🤖 AI Summary
This work addresses the challenge of efficiently adapting multimodal large language models (MLLMs) for cross-modal retrieval without disrupting their pretrained semantic space. The authors propose SLQ, a framework that appends a small set of shared implicit queries to the end of both text and image sequences, leveraging the native causal attention mechanism of a frozen MLLM to aggregate global features within a unified embedding space—effectively transforming the frozen model into a high-performance retriever. SLQ is the first method to achieve strong retrieval performance under full model freezing, thereby avoiding knowledge distortion caused by fine-tuning. The study also introduces KARR-Bench, a new benchmark for knowledge-aware reasoning retrieval.
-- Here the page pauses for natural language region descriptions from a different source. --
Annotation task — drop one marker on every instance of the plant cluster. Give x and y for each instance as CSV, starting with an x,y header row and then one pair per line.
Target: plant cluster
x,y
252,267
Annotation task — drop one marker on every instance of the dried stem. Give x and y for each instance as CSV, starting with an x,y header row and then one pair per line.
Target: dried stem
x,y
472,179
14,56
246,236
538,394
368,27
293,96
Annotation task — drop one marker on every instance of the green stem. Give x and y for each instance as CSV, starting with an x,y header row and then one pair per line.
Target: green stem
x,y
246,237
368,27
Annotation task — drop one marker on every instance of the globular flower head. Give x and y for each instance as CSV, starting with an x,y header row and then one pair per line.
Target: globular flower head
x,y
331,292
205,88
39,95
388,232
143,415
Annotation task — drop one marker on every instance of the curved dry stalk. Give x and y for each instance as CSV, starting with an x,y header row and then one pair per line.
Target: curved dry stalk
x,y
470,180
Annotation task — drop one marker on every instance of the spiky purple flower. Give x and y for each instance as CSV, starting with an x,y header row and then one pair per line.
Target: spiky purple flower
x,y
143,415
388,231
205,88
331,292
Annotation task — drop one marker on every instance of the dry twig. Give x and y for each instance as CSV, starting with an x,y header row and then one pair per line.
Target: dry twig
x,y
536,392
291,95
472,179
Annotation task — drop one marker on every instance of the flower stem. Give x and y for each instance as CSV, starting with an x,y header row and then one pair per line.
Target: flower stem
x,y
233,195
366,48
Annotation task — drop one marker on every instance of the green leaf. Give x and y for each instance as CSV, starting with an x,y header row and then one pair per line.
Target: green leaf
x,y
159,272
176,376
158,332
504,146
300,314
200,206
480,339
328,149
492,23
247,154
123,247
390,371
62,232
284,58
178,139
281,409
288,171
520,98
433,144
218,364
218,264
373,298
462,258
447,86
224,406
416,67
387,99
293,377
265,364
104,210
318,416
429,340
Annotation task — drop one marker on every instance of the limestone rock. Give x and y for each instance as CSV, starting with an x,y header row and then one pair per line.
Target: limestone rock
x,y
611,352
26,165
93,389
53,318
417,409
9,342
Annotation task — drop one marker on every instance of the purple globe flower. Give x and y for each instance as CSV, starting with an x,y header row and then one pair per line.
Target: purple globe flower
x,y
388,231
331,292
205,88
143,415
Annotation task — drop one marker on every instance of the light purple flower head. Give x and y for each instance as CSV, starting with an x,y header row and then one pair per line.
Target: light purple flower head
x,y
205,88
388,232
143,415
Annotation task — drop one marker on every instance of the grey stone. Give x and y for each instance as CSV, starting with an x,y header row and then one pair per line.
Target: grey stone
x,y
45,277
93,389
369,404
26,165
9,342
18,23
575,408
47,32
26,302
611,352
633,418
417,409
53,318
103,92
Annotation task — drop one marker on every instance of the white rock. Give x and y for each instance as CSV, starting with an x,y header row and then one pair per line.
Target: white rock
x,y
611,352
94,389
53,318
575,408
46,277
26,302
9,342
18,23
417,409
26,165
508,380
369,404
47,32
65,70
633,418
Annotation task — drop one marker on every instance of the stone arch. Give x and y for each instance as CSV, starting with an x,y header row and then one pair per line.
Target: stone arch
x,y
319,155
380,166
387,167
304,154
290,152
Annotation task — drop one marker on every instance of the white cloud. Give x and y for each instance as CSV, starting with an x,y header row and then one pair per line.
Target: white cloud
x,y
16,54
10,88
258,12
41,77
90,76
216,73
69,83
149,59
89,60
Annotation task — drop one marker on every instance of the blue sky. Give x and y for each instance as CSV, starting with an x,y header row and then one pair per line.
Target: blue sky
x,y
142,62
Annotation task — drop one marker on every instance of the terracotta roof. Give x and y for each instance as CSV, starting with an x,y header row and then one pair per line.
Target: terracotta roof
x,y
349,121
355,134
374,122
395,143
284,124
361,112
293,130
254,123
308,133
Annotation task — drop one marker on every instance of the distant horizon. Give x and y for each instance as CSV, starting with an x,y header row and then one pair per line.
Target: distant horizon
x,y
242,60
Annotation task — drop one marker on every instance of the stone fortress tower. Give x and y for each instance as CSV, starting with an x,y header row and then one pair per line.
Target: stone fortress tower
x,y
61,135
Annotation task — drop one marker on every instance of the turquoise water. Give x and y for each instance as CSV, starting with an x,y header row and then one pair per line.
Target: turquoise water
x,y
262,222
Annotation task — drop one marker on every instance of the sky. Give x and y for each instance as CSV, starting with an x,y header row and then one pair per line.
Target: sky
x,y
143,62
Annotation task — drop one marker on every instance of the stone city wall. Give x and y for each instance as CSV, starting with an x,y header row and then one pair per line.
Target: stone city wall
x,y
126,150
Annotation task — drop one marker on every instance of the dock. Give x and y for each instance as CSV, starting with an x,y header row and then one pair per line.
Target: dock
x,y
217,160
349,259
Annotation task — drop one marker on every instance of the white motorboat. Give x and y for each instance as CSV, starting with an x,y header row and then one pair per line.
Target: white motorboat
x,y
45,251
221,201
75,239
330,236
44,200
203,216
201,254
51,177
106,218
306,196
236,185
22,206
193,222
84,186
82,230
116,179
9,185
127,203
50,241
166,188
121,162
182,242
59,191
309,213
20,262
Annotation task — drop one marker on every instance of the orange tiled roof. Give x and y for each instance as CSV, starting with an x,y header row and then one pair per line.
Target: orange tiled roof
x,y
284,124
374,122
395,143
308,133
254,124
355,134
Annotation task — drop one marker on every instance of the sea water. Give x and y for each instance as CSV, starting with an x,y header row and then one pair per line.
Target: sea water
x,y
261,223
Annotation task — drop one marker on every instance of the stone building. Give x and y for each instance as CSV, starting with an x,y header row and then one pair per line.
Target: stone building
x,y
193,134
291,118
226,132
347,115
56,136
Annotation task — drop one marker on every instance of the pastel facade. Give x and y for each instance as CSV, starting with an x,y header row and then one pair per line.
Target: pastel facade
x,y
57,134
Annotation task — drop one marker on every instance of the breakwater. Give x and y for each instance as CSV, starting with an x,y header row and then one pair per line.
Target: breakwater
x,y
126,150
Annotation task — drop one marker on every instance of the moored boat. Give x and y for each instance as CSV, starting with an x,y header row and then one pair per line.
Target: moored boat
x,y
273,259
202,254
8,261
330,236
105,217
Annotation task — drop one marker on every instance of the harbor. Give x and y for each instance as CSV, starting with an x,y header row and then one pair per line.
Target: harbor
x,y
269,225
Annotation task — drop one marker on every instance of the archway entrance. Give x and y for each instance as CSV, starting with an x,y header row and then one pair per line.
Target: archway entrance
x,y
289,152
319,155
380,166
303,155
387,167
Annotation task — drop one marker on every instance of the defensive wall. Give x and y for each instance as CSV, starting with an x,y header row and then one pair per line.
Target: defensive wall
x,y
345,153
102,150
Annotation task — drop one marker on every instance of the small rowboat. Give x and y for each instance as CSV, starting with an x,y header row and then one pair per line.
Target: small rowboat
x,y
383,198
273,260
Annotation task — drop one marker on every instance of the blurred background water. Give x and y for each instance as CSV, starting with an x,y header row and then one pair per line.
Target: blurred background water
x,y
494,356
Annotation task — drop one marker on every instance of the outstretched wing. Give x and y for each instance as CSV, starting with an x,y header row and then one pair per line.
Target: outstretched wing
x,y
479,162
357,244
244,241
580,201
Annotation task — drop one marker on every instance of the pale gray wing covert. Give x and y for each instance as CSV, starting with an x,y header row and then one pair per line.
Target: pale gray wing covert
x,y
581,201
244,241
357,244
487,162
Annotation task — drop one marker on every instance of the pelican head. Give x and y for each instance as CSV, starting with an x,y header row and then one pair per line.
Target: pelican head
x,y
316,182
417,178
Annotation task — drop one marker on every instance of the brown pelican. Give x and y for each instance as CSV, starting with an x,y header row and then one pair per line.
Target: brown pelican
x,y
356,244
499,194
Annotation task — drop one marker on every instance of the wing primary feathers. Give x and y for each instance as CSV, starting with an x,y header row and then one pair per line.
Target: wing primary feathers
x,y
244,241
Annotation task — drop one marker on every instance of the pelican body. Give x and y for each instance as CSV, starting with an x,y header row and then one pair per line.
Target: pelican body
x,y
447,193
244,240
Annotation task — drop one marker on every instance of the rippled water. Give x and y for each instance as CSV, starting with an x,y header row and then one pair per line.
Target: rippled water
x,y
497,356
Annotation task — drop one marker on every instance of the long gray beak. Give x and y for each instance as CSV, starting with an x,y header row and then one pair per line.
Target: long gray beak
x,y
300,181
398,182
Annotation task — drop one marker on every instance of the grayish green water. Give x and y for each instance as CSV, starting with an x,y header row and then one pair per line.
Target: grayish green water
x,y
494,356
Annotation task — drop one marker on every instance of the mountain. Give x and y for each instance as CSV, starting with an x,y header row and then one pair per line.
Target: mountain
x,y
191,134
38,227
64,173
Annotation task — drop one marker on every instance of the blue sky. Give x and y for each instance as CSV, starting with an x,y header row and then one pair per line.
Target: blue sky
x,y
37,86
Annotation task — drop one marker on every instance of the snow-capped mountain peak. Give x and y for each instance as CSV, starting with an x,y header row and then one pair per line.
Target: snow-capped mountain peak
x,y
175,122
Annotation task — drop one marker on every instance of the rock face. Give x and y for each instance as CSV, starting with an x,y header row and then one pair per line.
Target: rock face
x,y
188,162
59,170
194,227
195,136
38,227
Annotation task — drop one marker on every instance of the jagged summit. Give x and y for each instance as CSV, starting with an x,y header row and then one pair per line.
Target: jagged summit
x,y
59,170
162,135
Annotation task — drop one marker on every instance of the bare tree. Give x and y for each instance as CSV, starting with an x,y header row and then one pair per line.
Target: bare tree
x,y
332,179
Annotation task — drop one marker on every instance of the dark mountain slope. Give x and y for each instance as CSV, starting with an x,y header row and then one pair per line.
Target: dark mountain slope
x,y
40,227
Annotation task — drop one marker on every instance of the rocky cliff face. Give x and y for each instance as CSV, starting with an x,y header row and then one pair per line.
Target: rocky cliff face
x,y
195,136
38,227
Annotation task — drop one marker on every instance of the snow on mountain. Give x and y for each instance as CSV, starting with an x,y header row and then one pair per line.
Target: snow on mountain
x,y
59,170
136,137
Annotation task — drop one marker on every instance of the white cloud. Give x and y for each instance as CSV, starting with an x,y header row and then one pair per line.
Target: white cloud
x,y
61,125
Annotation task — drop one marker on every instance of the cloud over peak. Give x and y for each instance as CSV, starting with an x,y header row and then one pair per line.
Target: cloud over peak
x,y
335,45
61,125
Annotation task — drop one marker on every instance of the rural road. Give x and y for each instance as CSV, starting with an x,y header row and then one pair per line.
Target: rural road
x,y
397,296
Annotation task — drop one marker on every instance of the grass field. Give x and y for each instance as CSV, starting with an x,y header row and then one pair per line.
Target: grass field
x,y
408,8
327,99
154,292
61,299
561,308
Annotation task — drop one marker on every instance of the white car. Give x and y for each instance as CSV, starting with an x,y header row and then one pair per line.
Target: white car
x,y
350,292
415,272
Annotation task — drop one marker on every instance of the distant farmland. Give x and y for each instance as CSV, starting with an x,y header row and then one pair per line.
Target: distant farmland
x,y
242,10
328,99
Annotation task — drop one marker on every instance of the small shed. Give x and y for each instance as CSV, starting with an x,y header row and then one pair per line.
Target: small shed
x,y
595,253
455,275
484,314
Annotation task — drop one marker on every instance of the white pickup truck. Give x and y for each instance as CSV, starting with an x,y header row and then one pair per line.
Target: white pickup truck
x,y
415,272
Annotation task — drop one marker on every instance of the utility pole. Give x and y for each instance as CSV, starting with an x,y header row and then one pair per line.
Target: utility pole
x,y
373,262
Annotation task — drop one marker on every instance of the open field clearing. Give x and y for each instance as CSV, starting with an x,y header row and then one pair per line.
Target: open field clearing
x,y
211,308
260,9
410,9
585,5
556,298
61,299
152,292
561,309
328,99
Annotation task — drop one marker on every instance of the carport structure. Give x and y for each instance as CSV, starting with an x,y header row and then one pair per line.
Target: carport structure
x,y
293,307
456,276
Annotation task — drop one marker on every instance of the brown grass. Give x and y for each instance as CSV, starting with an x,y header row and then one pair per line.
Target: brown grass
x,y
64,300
Experiments show that SLQ outperforms full fine-tuning and LoRA on COCO and Flickr30K, matches their performance on MMEB, and significantly surpasses them on KARR-Bench, demonstrating its efficacy and knowledge preservation capability.
📝 Abstract
Multimodal Large Language Models (MLLMs) exhibit strong reasoning and world knowledge, yet adapting them for retrieval remains challenging. Existing approaches rely on invasive parameter updates, such as full fine-tuning and LoRA, which may disrupt the pre-trained semantic space and impair the structured knowledge essential for reasoning. In this work, we argue that adapting MLLMs for retrieval should focus on eliciting pre-trained representations rather than overwriting them. To this end, we propose SLQ, an effective and efficient framework that adapts a frozen MLLM into a retriever through a small set of Shared Latent Queries. Appended to the end of both text and image token sequences, these queries leverage the model's native causal attention to serve as global aggregation interfaces, producing compact embeddings in a unified space while keeping the backbone unchanged. Furthermore, to better evaluate retrieval beyond superficial pattern matching, we construct KARR-Bench, a benchmark designed for knowledge-aware reasoning retrieval. Extensive experiments show that SLQ outperforms full fine-tuning and LoRA on COCO and Flickr30K, while achieving competitive performance on MMEB and yielding substantial gains on KARR-Bench. The results demonstrate that SLQ, which preserves pre-trained representations, provides an effective and efficient framework for adapting MLLMs to retrieval.